This approach also helps standardize complex hierarchical data into a format that is easier to read, manipulate, and share across different applications. In this tutorial, we’ll explore how to efficiently transform XML files into CSV using Spire.XLS for Python.

Table of Contents:

Setting Up Spire.XLS for Python
Understanding XML Data Structures
How XML Data Is Extracted and Converted
Basic Example: Convert XML to CSV with Python
Advanced Techniques
Troubleshooting and Common Issues
Conclusion
FAQs

Setting Up Spire.XLS for Python

Before we can start, we need to install the Spire.XLS library. The package is available on PyPI , so installation is straightforward. Run the following command:

pip install spire.xls

Once installed, you can import the required classes:

from spire.xls import *
from spire.xls.common import *

Spire.XLS provides the Workbook and Worksheet objects for managing Excel-like files. You’ll use them to create new CSV files and populate them with your XML data.

Understanding XML Data Structures

XML files are organized in a tree-like hierarchy, where elements (or nodes) are enclosed in tags. Each element can contain text, attributes, or even other child elements.

For example, consider this Books.xml:

<catalog>
  <book isbn="9780451524935">
    <title>The Catcher in the Rye</title>
    <author>J.D. Salinger</author>
    <genre>Fiction</genre>
    <reviews>
      <review>Excellent coming-of-age story</review>
      <review>A true classic</review>
    </reviews>
  </book>
  <book isbn="9780439023528">
    <title>The Hunger Games</title>
    <author>Suzanne Collins</author>
    <genre>Adventure</genre>
  </book>
</catalog>

Root node : <catalog> is the top-level container.
Child nodes : Each <book> is a child of <catalog>.
Elements : <title>, <author>, and <genre> are elements inside each <book>.
Attributes : The isbn in <book isbn="..."> is an attribute attached to the book element.
Nested elements : The <reviews> node contains multiple <review> sub-nodes.
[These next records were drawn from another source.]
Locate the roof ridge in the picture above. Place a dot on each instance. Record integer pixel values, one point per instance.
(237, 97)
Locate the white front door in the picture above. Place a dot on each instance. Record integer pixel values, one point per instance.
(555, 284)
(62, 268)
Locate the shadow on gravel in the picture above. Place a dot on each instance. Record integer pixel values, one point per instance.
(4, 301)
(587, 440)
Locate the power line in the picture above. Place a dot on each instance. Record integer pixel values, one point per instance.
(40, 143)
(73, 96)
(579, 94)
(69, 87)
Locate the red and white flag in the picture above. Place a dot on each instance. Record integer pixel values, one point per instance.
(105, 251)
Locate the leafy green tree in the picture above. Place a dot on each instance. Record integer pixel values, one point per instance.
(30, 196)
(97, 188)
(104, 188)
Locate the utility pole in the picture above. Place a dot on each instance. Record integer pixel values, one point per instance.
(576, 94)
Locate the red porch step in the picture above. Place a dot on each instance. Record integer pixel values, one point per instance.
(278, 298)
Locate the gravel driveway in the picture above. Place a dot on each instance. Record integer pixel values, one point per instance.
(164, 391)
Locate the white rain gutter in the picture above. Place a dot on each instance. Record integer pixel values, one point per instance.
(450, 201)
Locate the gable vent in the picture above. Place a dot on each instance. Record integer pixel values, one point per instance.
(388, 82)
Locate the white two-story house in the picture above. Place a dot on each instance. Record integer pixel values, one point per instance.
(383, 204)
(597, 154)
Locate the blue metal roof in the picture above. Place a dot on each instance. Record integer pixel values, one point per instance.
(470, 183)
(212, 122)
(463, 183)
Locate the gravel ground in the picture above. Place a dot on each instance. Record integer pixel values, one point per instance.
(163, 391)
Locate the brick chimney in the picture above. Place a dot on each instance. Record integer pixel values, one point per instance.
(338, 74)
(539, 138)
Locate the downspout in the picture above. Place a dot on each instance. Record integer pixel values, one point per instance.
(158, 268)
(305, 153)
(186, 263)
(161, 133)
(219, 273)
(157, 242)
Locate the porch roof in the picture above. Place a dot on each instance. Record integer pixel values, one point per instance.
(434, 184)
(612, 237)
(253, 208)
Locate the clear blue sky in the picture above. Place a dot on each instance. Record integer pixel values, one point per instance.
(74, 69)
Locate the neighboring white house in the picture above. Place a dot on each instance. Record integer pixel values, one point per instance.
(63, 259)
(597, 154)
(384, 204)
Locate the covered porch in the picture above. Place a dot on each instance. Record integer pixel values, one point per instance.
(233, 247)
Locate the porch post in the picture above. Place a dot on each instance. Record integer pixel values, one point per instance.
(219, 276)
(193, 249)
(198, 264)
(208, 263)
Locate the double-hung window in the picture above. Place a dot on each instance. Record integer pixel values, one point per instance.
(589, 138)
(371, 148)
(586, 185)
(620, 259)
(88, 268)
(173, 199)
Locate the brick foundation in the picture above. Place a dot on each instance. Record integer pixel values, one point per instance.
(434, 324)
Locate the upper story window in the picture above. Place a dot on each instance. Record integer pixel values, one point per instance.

Challenges when converting XML to CSV:

Hierarchical data – XML allows nesting (e.g., <reviews> inside <book>), while CSV is flat.
Attributes vs. elements – Data may be stored as an attribute (isbn) or as a tag (title).
Optional fields – Not all <book> elements may contain the same tags, which can lead to missing values in the CSV.

A robust converter must be able to handle these differences and map hierarchical XML into a flat, tabular CSV format.

How XML Data Is Extracted and Converted

To load and parse an XML file in Python, you can use the built-in xml.etree.ElementTree library. This library lets you navigate the XML tree, retrieve elements, and access attributes. For example:

import xml.etree.ElementTree as ET

# Load the XML file
tree = ET.parse("Books.xml")
root = tree.getroot()

# Iterate through elements
for book in root.findall("book"):
    title = book.findtext("title", "")
    author = book.findtext("author", "")
    isbn = book.attrib.get("isbn", "")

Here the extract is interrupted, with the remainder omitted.